Being every character in an audiobook isn't just a challenge -- it's a dream come true
One of the best things about being an audiobook narrator is how people react when they find out what I do.
“Wow! That must be so cool!” says my questioner. I affirm. Then he or she ordinarily says something nice about my voice, as if it should have been clear from my resonant baritone when I ordered my gin & tonic that no other occupation made sense.
The really perceptive – usually habitual audiobook listeners – then ask, “How can you possibly keep all those characters straight? And the voices and accents and changing on the fly in the middle of dialogue?” I cite careful reading, preparation, annotation, total involvement in the story and any number of other conscientious-sounding practices.
What I really want to say is, “Easy. I’ve been doing it since I was 3.”
I don’t say that. It would come off as a little too flashy. But there’s a lot of truth in it. Like many kids, I played entire dramas in my head (and in the back yard), speaking and doing and emoting every character’s wants, whims, and wiles. War movies, Westerns, even musicals were part of the one-kid Repertory Theatre of Ridgefield Avenue.
This comes naturally to anyone lucky enough to have a parent who was willing, in the space of the 15 minutes before bedtime, to deepen his voice for the bears or squeak it up a bit for Goldilocks. My Dad didn’t even mind when I went all Little Scorsese on him and ordered an extra take of the broken chairs scene, this time with a bit more pathos. Let’s linger a bit and let Goldie’s angst – y’know – emerge organically…
Of course, wall-to-wall role-playing and seamless character-switching is part of the currency of single (and in some cases, even dual) audiobook narration, and it would be disrespectful to my colleagues to suggest that it’s an easy thing. It’s not – rather, it’s something that’s challenging, but that we can’t wait to tackle. To convincingly tell a story so that the listener never needs to think about who is talking, but can instead abandon himself to the story, is a major accomplishment. It feels good to get it right.
Sometimes that means distinctive voice characterizations and accents. More often, it involves subtlety and a commitment to consistency throughout the book. Vocal mannerisms matter almost more than the sound of the voice of a particular character. I’ll never forget my first Audio Publishers Association Conference, in which a famous narrator gave her first law of men acting women’s voices: “It’s not about pitch.” Keeping that in mind, I have pitched up some women’s voices when it seemed appropriate for the character, but never relied on pitch alone to convey the entire person. Conversely, I have pitched down quite a few women characters – their total personality made it come out that way. And it worked.
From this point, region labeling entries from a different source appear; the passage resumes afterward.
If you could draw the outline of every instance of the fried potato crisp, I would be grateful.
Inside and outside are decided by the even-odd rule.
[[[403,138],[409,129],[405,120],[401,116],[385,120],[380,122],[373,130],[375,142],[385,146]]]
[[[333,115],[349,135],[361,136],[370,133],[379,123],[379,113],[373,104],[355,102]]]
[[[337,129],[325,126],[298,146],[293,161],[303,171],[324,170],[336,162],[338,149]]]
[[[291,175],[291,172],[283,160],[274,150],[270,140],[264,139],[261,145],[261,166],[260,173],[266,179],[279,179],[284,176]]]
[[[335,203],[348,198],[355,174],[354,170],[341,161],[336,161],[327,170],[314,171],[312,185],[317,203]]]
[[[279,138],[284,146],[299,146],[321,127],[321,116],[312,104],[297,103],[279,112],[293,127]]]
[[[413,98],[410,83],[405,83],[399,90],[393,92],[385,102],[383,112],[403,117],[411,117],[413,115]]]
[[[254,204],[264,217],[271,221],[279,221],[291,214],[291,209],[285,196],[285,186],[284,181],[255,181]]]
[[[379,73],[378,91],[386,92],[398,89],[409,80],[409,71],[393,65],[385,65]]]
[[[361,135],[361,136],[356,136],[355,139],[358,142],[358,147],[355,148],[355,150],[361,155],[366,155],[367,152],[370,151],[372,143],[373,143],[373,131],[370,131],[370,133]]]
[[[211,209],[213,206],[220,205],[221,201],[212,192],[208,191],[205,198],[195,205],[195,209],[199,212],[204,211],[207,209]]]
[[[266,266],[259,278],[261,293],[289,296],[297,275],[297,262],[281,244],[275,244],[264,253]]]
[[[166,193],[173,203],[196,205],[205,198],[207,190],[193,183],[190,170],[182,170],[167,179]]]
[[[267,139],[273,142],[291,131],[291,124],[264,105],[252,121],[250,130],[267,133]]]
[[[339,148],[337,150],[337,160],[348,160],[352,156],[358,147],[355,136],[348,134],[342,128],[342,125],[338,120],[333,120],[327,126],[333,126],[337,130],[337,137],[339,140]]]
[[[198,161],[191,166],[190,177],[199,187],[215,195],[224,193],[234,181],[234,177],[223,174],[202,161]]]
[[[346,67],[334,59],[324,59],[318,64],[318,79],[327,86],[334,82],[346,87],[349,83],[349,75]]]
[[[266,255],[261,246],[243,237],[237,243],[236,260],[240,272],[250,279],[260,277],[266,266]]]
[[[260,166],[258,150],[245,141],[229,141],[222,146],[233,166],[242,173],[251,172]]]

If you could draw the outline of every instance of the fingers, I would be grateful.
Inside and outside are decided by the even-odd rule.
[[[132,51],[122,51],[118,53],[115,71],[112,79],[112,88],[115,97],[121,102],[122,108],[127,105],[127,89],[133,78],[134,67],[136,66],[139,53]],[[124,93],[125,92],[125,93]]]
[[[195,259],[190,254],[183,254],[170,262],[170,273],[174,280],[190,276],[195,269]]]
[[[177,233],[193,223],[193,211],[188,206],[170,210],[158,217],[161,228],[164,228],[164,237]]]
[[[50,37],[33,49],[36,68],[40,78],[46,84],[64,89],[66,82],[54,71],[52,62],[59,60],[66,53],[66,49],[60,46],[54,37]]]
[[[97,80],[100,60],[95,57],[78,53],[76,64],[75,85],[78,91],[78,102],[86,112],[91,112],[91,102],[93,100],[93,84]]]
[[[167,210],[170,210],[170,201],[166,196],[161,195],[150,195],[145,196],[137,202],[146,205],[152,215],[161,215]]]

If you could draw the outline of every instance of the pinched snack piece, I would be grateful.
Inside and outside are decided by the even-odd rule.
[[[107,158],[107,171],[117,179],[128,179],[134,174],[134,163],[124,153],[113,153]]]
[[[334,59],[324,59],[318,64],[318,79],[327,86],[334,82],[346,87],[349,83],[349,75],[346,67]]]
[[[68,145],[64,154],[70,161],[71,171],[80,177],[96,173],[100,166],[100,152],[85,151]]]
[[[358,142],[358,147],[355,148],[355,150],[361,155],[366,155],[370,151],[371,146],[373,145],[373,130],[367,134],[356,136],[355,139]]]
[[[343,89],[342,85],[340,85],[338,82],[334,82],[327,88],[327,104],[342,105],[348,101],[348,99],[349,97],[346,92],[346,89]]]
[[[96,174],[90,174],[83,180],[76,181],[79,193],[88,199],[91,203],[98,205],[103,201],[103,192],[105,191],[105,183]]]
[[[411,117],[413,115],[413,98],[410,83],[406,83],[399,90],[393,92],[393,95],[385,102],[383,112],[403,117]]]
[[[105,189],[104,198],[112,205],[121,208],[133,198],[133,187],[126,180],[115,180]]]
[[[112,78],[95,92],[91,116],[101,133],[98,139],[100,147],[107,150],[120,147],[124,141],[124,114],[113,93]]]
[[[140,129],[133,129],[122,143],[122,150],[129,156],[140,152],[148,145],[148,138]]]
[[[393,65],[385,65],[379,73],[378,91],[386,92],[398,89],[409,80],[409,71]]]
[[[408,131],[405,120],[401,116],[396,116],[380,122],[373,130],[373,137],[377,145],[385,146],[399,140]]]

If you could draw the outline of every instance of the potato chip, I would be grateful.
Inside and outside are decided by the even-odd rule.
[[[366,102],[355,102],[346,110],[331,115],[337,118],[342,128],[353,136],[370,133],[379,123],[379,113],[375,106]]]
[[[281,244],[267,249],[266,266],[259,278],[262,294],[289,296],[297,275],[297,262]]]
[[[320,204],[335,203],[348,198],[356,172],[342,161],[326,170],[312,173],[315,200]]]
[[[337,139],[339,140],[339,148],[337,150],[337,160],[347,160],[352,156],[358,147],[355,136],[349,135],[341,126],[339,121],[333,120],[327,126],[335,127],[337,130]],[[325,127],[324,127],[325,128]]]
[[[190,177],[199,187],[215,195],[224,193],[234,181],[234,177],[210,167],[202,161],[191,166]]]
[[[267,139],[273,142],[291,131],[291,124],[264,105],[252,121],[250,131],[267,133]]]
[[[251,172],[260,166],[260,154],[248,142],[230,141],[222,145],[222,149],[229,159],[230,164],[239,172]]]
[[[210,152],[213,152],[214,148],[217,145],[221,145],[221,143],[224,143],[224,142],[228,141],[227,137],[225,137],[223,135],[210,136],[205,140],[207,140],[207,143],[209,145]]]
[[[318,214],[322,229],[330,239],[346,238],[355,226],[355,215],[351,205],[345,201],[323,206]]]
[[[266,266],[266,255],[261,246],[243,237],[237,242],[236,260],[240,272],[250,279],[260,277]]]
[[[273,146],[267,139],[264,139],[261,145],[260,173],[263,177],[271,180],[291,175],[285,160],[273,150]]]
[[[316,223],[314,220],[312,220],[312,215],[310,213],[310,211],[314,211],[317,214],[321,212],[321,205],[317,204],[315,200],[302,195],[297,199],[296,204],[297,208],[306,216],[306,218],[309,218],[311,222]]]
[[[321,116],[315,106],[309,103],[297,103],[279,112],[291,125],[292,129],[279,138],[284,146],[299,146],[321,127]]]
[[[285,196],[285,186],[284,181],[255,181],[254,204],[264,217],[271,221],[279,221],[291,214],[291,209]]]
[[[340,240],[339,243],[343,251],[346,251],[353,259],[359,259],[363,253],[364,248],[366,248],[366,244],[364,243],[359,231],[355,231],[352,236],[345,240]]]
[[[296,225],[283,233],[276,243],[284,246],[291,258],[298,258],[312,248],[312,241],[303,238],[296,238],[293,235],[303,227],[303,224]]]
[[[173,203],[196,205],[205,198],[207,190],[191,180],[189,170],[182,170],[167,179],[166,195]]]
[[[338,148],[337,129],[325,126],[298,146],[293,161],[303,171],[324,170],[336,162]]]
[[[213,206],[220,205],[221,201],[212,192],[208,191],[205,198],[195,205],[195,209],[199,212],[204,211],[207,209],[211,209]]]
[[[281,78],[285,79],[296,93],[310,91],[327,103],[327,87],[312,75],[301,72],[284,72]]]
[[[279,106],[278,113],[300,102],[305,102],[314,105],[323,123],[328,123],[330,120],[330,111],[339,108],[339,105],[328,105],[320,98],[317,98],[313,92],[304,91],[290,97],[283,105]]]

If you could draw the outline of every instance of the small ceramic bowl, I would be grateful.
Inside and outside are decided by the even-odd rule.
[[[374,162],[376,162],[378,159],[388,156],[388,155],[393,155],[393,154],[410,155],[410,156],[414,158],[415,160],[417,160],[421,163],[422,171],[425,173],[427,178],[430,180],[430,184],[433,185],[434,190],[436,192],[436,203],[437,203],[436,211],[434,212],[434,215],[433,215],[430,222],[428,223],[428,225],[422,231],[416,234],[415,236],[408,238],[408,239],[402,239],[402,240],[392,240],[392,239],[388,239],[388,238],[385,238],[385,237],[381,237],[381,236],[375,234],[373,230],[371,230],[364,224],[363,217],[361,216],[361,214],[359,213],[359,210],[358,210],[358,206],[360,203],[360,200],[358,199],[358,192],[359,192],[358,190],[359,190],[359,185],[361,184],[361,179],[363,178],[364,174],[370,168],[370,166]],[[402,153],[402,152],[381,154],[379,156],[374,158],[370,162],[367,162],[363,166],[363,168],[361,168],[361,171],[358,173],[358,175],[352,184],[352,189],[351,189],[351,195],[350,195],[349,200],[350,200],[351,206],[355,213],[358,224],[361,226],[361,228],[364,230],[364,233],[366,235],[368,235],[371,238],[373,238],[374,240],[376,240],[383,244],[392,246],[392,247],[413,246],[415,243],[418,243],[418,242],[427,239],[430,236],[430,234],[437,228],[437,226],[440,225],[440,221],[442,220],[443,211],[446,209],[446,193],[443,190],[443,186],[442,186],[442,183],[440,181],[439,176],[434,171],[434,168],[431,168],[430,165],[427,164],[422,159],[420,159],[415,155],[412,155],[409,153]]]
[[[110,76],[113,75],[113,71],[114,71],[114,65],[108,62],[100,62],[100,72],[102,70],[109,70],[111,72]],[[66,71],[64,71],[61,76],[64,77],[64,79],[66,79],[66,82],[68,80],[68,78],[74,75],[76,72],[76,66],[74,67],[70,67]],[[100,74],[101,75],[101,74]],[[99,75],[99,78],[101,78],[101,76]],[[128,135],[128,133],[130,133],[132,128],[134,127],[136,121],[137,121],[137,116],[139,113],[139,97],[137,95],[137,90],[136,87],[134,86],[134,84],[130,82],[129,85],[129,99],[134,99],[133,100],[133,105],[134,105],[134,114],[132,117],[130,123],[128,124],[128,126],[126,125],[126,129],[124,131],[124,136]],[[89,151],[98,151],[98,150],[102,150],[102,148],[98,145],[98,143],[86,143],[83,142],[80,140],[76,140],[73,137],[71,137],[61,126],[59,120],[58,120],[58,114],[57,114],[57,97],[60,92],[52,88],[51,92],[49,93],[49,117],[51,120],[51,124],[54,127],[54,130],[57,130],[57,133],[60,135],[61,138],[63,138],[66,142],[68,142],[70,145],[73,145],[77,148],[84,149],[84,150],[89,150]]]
But the chief reason I (and so many of my colleagues) have been able to accomplish this key task of storytelling is that I’ve had good mentors, and I have followed their advice. The keystone of preparing any book, for me, has been to cast each character in my mind as a specific person. Johnny Heller, narrator of more than 700 books and my first teacher (whose advice I still seek whenever I can), espouses this approach. Every character, whether she has two lines or 2,000, is associated in my mind with a person I know or have seen, or perhaps a famous actor or other celebrity. It can be an old friend; it can be a person I saw on the subway. The character doesn’t necessarily behave exactly like his avatar. But thinking about that model for the character puts me in mind of one or more attributes that will automatically have me vocally interpreting the character -- sound, pace, accent, age, you name it – consistently with the author’s truth.
For me, casting a book is the hardest part of preparation. And of course, it’s the most important. I always schedule extra time so I can get it right. When I do, narration – including managing whole gaggles of characters – is a huge pleasure.
My hope is that the listener enjoys it even more than I do. If they’re going to give me the opportunity to do something I have loved to do since I was a small child, I owe them that much.